Over the last couple of weeks & in particular at the Labour Party Conference there has been debate about increasing the use of the private sector to deliver elective diagnostic tests and treatments. This campaign has been set up to try put pressure on ministers to keep the NHS as a public sector institution.

If you are interested the campaign "launch statement" is below, which can be seen and signed on the web site at: http://www.keepournhspublic.com/

Keep our NHS public!
The NHS stands at a crossroads. For nearly 60 years Britain has enjoyed a National Health Service that strives to be comprehensive, accessible and high value for money. Now, government reforms threaten both the ethos of the NHS, and the planned and equitable way in which it delivers care to patients.

At the heart of the changes is the creation of a market that welcomes profit-driven international corporations who answer to shareholders, not patients. This market will compel hospitals and health professionals, who have traditionally cooperated to deliver healthcare, to compete with each other and with the private sector. Far from supporting the NHS, the private sector is in competition with it, and is already draining away resources and staff.

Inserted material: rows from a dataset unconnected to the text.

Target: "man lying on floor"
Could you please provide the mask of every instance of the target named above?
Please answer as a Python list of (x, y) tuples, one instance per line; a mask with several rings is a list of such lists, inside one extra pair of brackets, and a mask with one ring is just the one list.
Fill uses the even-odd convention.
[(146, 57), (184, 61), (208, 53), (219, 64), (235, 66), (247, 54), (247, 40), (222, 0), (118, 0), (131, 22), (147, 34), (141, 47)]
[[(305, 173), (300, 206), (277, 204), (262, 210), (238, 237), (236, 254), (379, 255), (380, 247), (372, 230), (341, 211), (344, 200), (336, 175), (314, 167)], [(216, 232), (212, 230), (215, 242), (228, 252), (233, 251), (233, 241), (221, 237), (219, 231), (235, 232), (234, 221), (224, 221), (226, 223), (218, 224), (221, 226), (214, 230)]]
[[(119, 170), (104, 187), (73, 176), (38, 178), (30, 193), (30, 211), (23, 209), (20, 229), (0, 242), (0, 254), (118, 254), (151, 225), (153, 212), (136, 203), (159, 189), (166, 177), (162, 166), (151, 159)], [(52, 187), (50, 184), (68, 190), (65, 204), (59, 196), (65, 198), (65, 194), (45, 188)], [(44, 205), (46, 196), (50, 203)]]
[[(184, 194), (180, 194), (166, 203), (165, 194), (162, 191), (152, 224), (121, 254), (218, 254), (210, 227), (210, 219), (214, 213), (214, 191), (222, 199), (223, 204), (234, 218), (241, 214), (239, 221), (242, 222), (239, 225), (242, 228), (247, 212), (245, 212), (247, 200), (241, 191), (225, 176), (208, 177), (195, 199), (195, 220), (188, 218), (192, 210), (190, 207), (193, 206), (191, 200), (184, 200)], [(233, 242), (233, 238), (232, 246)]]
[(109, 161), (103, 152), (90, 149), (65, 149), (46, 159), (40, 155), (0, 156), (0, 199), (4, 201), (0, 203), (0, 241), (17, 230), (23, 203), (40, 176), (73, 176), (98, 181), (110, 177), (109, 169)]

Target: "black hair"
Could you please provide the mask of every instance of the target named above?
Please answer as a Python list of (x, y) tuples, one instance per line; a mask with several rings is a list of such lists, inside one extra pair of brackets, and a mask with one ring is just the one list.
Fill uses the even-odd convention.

If these reforms continue the nature of the health system will change
radically:

* Income and profits will increasingly come before patient needs and clinical considerations.
* Greater inequalities in healthcare will appear, as profitable services and patients attract money at the expense of unprofitable ones.
* Forced market competition among NHS hospitals and primary care will break up the NHS as a network of collaborating bodies that share resources and information. Our integrated NHS GP service will be lost. There will be winners and losers, with some units and even entire hospitals having to close. We are already seeing job losses and bed closures in NHS hospitals.
* Even more of the new money allocated to health will be diverted to shareholders and company profits, and wasted on the huge administrative costs associated with establishing and running a market.

There is no evidence that these reforms will improve the health service. And in spite of increased spending on healthcare, and government commitment to "patient choice", the end result of these reforms will undermine the choice that is most important to patients - access to comprehensive, trustworthy, and local health services.

The situation is grave. The value of the NHS is immense and cannot be mirrored by the private sector. It must be kept in public hands, serving the interests of all patients and the broader public, not the private healthcare industry.

We therefore call on organisations, healthcare workers, patients and the public to campaign to protect the NHS from further privatisation and fragmentation, and to keep our NHS public.